Key research themes
1. How can transportation equity analyses move beyond group disparities to effectively address accessibility insufficiencies?
Traditional transportation equity research often focuses on disparities in average accessibility levels between social or demographic groups. However, this disparity approach can mask significant within-group variation and fail to evaluate whether accessibility levels are sufficient for individuals' meaningful participation in society. This theme investigates frameworks and methodologies that shift from comparing relative differences to assessing absolute insufficiencies in accessibility, thereby better capturing true inequities and informing more targeted interventions.
2. What are the theoretical foundations and normative frameworks underpinning transportation justice as a transformative agenda beyond equity?
While transportation equity focuses on the fair distribution of transportation benefits and burdens, transportation justice introduces a broader critical perspective that challenges systemic and structural inequities, including power imbalances and historical injustices. This research theme explores normative theories such as the capabilities approach, mobility justice, and social justice to develop a holistic framework that addresses procedural fairness, inclusion, and transformative social change in transport planning and policy.

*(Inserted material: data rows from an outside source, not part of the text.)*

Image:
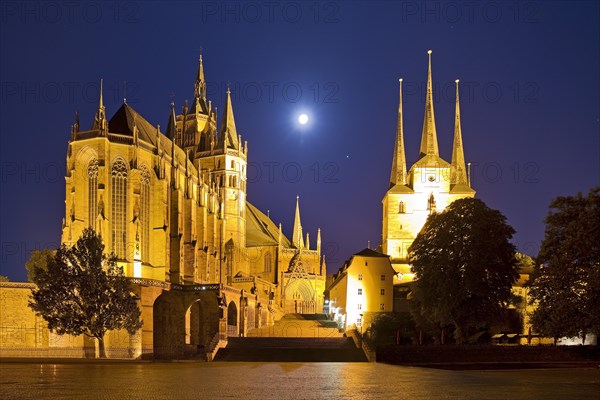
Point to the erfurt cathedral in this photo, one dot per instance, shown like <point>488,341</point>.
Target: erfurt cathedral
<point>172,206</point>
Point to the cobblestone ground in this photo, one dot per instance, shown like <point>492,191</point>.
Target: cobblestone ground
<point>287,381</point>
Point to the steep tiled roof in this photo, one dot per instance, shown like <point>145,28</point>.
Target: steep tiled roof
<point>123,120</point>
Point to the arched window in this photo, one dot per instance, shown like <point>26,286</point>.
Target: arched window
<point>401,207</point>
<point>119,208</point>
<point>268,262</point>
<point>145,212</point>
<point>92,193</point>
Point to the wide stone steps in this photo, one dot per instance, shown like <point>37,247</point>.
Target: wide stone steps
<point>291,350</point>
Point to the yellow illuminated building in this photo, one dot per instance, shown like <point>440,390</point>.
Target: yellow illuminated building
<point>430,185</point>
<point>362,289</point>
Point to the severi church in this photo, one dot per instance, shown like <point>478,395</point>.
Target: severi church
<point>172,206</point>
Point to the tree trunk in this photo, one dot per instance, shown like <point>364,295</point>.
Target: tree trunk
<point>458,334</point>
<point>101,349</point>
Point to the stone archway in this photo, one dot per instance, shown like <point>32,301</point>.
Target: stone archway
<point>168,327</point>
<point>299,297</point>
<point>232,319</point>
<point>184,324</point>
<point>196,329</point>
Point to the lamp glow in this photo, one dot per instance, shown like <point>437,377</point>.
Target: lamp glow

3. How do sociocultural histories and power dynamics shape transportation justice outcomes in varied urban and regional contexts?
This theme examines how historical injustices, cultural identities, and sociopolitical power structures influence the distribution of transport benefits and burdens, participation in planning, and lived mobility experiences. It focuses on contextualized case studies and methodological innovations that address the intersectionality of race, ethnicity, class, and disability in transportation justice research and practice.